UEM to sell PLUS and hang on to Renong?

UEM plans to ride roughshod over minority shareholder rights by selling part of its PLUS holding rather than exercising its put option on a Renong stake.

United Engineers Malaysia (UEM) is allegedly turning a blind eye to the best interests of its minority shareholders for the greater good of the Renong group once again. The company is planning to sell 25% to 35% of toll road operator Projek Lebuhraya Utara Selatan (PLUS) through an initial public offering (IPO) later this year for as much as M$4 billion ($1.05 billion), which would be the most money ever raised in a Malaysian listing.

Of the proceeds, M$3 billion is earmarked to pay down UEM's share of a M$8.4 billion seven-year bond, which was issued last year. This share is equivalent to the M$2.4 billion (plus interest costs) UEM spent acquiring a 31% stake in Renong in November 1997 at M$3.24 a share. The question is: why not sell the Renong shares, rather than sell PLUS into what can hardly be described as a strong market?

Renong executive chairman Tan Sri Halim Saad granted UEM a put option on this holding in early 1998. That gives UEM the right to sell its 722.9 million Renong shares to him at no less than its acquisition costs plus holding costs. This option, exercisable between 15 February 2000 and 14 February 2001 at 45 days' written notice, means UEM could get around M$4 per Renong share, against which the stock is trading at around M$2.

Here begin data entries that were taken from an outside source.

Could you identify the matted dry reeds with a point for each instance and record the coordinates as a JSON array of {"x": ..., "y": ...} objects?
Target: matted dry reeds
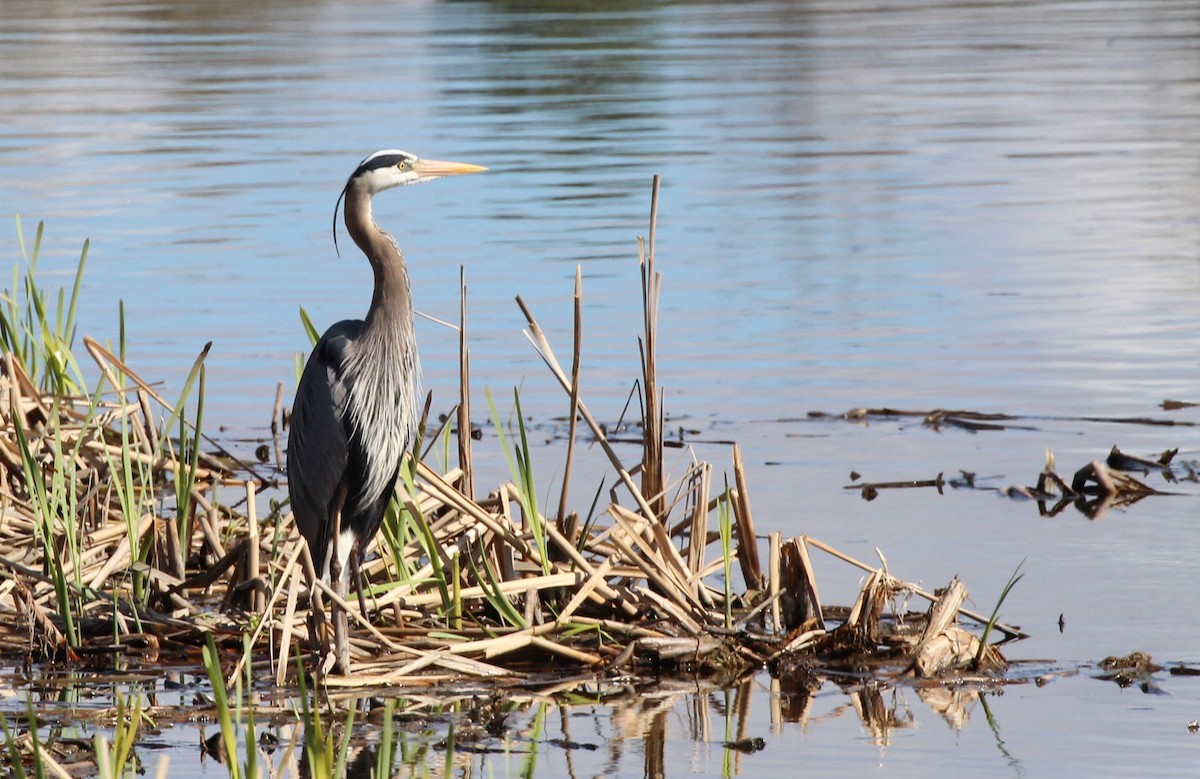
[{"x": 121, "y": 535}]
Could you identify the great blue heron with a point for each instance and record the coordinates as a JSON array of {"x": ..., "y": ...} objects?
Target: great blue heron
[{"x": 355, "y": 409}]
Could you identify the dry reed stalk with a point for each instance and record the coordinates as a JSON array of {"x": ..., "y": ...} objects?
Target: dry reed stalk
[
  {"x": 659, "y": 549},
  {"x": 577, "y": 559},
  {"x": 119, "y": 558},
  {"x": 748, "y": 549},
  {"x": 657, "y": 573},
  {"x": 775, "y": 568},
  {"x": 585, "y": 658},
  {"x": 538, "y": 339},
  {"x": 911, "y": 587},
  {"x": 585, "y": 592},
  {"x": 431, "y": 480},
  {"x": 465, "y": 459},
  {"x": 672, "y": 609},
  {"x": 574, "y": 393},
  {"x": 257, "y": 593},
  {"x": 504, "y": 588},
  {"x": 697, "y": 520},
  {"x": 289, "y": 616},
  {"x": 652, "y": 414}
]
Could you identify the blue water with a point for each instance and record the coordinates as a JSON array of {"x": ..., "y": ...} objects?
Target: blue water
[{"x": 928, "y": 204}]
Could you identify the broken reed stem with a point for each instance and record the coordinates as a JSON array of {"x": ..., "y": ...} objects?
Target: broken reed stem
[
  {"x": 465, "y": 459},
  {"x": 1013, "y": 633},
  {"x": 538, "y": 339},
  {"x": 573, "y": 425},
  {"x": 748, "y": 547},
  {"x": 652, "y": 418}
]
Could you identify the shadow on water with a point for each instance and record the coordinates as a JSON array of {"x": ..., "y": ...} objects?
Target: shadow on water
[{"x": 569, "y": 727}]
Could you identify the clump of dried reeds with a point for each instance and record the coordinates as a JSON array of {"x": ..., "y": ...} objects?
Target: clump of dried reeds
[{"x": 115, "y": 541}]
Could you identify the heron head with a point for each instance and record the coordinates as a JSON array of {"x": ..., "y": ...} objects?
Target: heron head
[{"x": 390, "y": 168}]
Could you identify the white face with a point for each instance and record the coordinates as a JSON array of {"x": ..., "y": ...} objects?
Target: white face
[{"x": 387, "y": 169}]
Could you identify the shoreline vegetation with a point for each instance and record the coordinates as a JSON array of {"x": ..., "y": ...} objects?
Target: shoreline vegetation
[{"x": 131, "y": 538}]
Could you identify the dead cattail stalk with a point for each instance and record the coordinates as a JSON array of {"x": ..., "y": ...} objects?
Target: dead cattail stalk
[
  {"x": 465, "y": 460},
  {"x": 574, "y": 393},
  {"x": 748, "y": 546}
]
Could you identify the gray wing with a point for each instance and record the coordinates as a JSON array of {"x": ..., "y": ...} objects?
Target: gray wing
[{"x": 318, "y": 441}]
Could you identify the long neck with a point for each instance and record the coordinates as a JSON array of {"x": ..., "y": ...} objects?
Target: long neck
[{"x": 391, "y": 305}]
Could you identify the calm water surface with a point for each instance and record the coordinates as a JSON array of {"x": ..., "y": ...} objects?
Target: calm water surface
[{"x": 987, "y": 205}]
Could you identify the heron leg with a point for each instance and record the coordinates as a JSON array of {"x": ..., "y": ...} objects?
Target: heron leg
[
  {"x": 317, "y": 633},
  {"x": 341, "y": 622}
]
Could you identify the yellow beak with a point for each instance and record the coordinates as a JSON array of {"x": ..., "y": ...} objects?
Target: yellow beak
[{"x": 431, "y": 168}]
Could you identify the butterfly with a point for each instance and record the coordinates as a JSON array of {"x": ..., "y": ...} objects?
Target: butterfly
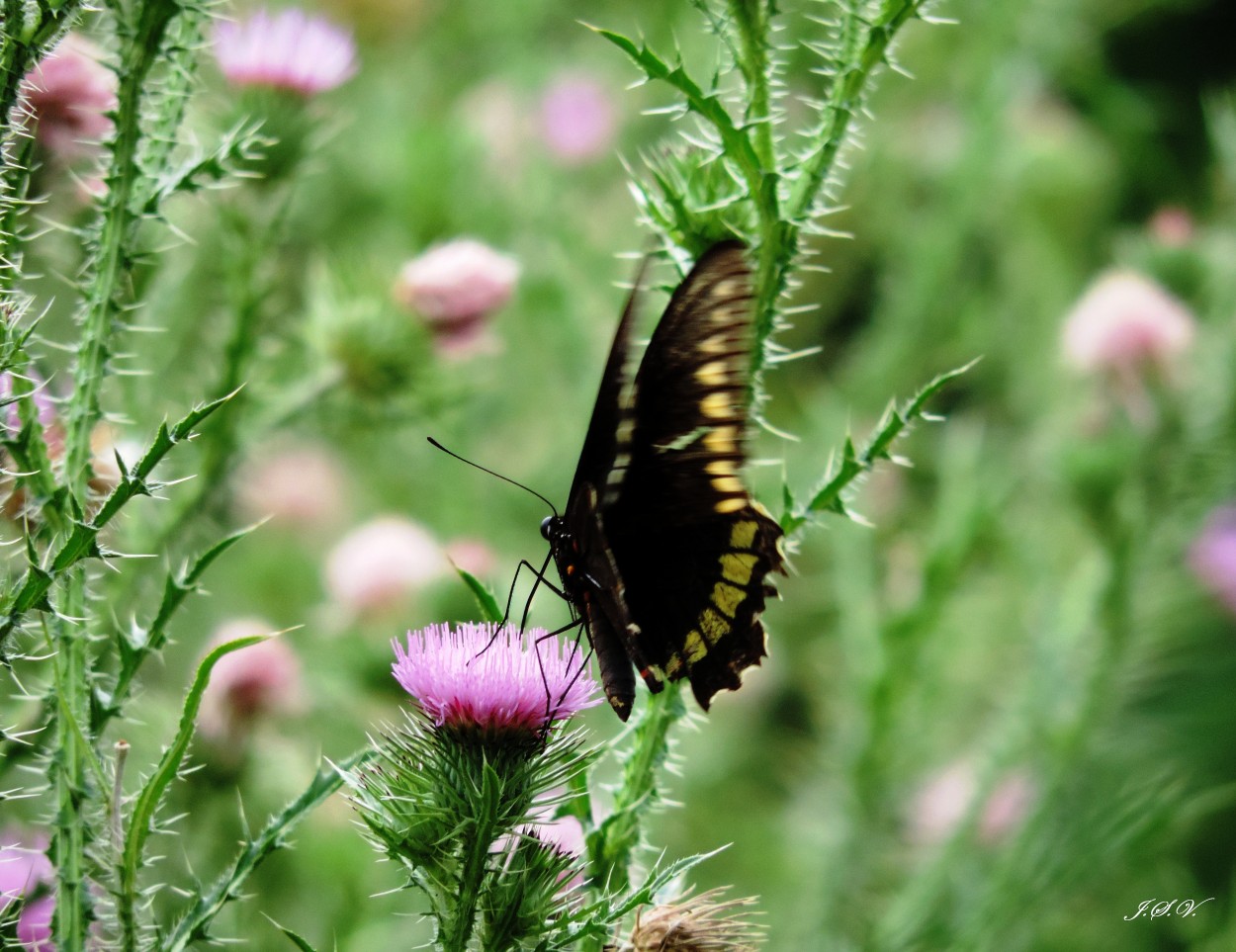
[{"x": 661, "y": 549}]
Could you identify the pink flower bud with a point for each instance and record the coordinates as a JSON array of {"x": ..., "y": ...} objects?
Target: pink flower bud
[
  {"x": 248, "y": 684},
  {"x": 70, "y": 94},
  {"x": 577, "y": 119},
  {"x": 455, "y": 287},
  {"x": 301, "y": 487},
  {"x": 942, "y": 803},
  {"x": 1007, "y": 808},
  {"x": 1172, "y": 226},
  {"x": 288, "y": 49},
  {"x": 1126, "y": 324},
  {"x": 379, "y": 565},
  {"x": 1212, "y": 556}
]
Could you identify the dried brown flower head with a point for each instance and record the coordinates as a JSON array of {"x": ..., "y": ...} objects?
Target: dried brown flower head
[{"x": 700, "y": 923}]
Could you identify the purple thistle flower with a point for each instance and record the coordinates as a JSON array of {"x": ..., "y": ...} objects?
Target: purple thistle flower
[
  {"x": 577, "y": 119},
  {"x": 288, "y": 49},
  {"x": 24, "y": 873},
  {"x": 480, "y": 679}
]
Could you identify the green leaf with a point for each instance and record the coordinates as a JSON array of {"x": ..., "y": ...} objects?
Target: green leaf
[
  {"x": 485, "y": 598},
  {"x": 196, "y": 922},
  {"x": 82, "y": 542},
  {"x": 134, "y": 650}
]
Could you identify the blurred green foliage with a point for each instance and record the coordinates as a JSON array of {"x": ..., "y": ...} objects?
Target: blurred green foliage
[{"x": 1022, "y": 606}]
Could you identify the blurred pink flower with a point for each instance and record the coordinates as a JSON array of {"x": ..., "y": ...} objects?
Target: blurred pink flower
[
  {"x": 1212, "y": 556},
  {"x": 298, "y": 486},
  {"x": 44, "y": 407},
  {"x": 379, "y": 563},
  {"x": 1125, "y": 324},
  {"x": 948, "y": 797},
  {"x": 287, "y": 49},
  {"x": 942, "y": 803},
  {"x": 1007, "y": 808},
  {"x": 494, "y": 115},
  {"x": 250, "y": 684},
  {"x": 577, "y": 119},
  {"x": 1172, "y": 225},
  {"x": 473, "y": 556},
  {"x": 455, "y": 287},
  {"x": 492, "y": 682},
  {"x": 70, "y": 94},
  {"x": 23, "y": 871}
]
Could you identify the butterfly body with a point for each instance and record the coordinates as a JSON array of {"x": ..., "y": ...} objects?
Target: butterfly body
[{"x": 662, "y": 551}]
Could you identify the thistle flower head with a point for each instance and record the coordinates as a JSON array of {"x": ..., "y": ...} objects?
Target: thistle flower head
[
  {"x": 301, "y": 486},
  {"x": 379, "y": 563},
  {"x": 70, "y": 94},
  {"x": 700, "y": 923},
  {"x": 288, "y": 49},
  {"x": 1126, "y": 324},
  {"x": 25, "y": 871},
  {"x": 494, "y": 682},
  {"x": 248, "y": 684},
  {"x": 455, "y": 287}
]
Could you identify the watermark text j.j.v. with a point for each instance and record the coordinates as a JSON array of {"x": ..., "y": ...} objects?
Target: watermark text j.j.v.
[{"x": 1156, "y": 908}]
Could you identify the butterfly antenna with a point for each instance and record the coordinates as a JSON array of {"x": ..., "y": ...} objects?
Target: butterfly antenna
[{"x": 504, "y": 478}]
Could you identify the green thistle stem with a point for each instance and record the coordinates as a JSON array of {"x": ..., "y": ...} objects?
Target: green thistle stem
[
  {"x": 112, "y": 257},
  {"x": 612, "y": 843},
  {"x": 69, "y": 774}
]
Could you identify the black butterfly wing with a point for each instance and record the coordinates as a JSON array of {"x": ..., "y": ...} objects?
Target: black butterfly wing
[
  {"x": 577, "y": 539},
  {"x": 690, "y": 544}
]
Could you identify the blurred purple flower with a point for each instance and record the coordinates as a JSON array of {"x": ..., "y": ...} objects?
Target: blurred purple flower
[
  {"x": 1172, "y": 226},
  {"x": 44, "y": 404},
  {"x": 287, "y": 49},
  {"x": 1212, "y": 556},
  {"x": 379, "y": 563},
  {"x": 493, "y": 682},
  {"x": 455, "y": 287},
  {"x": 1126, "y": 324},
  {"x": 70, "y": 94},
  {"x": 942, "y": 803},
  {"x": 1008, "y": 807},
  {"x": 248, "y": 684},
  {"x": 23, "y": 871},
  {"x": 577, "y": 119},
  {"x": 944, "y": 800}
]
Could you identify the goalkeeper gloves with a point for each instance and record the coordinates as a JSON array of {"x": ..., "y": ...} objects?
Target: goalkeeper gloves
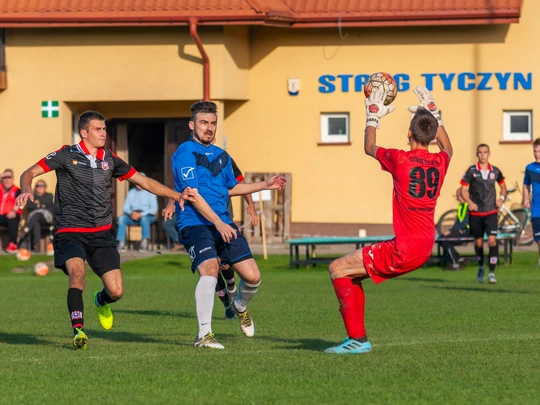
[
  {"x": 375, "y": 108},
  {"x": 426, "y": 101}
]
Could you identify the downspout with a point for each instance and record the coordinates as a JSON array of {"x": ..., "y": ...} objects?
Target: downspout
[
  {"x": 206, "y": 62},
  {"x": 3, "y": 68}
]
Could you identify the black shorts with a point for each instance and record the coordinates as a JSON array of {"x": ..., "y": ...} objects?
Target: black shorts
[
  {"x": 97, "y": 248},
  {"x": 204, "y": 242},
  {"x": 481, "y": 225}
]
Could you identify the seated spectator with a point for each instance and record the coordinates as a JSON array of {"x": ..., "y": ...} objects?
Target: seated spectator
[
  {"x": 10, "y": 214},
  {"x": 458, "y": 230},
  {"x": 140, "y": 208},
  {"x": 40, "y": 214}
]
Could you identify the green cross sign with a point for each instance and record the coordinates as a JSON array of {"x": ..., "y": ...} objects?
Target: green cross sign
[{"x": 49, "y": 109}]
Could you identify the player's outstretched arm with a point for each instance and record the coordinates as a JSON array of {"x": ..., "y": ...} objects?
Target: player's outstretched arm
[
  {"x": 276, "y": 182},
  {"x": 227, "y": 232},
  {"x": 26, "y": 185},
  {"x": 428, "y": 102},
  {"x": 370, "y": 142},
  {"x": 443, "y": 141},
  {"x": 467, "y": 198},
  {"x": 375, "y": 110},
  {"x": 159, "y": 189}
]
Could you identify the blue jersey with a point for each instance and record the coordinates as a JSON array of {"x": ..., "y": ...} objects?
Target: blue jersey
[
  {"x": 532, "y": 178},
  {"x": 208, "y": 169}
]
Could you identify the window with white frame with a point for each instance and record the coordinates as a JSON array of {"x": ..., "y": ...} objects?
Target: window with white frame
[
  {"x": 335, "y": 127},
  {"x": 517, "y": 126}
]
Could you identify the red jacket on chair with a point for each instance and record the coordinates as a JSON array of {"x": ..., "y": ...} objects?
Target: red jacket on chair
[{"x": 8, "y": 199}]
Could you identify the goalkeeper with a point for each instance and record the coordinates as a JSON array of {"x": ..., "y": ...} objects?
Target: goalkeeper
[{"x": 418, "y": 176}]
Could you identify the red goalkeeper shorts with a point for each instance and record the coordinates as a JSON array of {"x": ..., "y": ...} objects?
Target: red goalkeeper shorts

"In this sort of soggy market, I don't see Malaysian investors or foreign investors having the stomach for M$4 billion of a toll road company," says one analyst with a foreign brokerage. UEM shareholders took a hit when the company acquired the Renong stake and look like taking another one later this year. "It is a double whammy ... UEM has to excercise that put option or the minority shareholders suffer again," says the analyst.

If and when it lists, PLUS will have M$6 billion of project debt, of which M$2 billion is owed to the Malaysian government, M$1 billion to the Employees Provident Fund (EPF) and M$3 billion to banks. In addition, PLUS is directly responsible for M$1 billion of the M$8.4 billion seven-year bond, all of which is ultimately secured on PLUS' revenues. Although PLUS enjoys revenues of over M$1 billion a year and rising, creditors are unlikely to tolerate any dividend payments until the toll road operators' borrowings have been brought down significantly. The prospect of no or low dividends won't please potential shareholders and this would be reflected in PLUS' IPO pricing.

UEM plans to reduce PLUS' debt obligations before any listing by removing the PLUS guarantee on the seven-year bonds. For this to happen, UEM will require 75% bondholder approval, which should be forthcoming. The bondholders currently have to wait until 2006 before they will get their M$8.4 billion plus 9.4% a year interest back. If PLUS floats, they will immediately get M$3 billion back from UEM, although the remaining bonds would no longer enjoy the security of PLUS' toll road revenues on the outstanding Renong portion of this debt.

Renong plans to repay its share of the bonds via sales of its stakes in Prolink Development, Commerce-Asset Holding (CAH) - which controls Bumpiputra-Commerce Bank - and the proceeds from the exercise of warrants. These warrants are, however, convertible into Renong shares at M$2.65 a share and hence are out of the money for the time being, and the CAH stake is proving anything but easy to offload.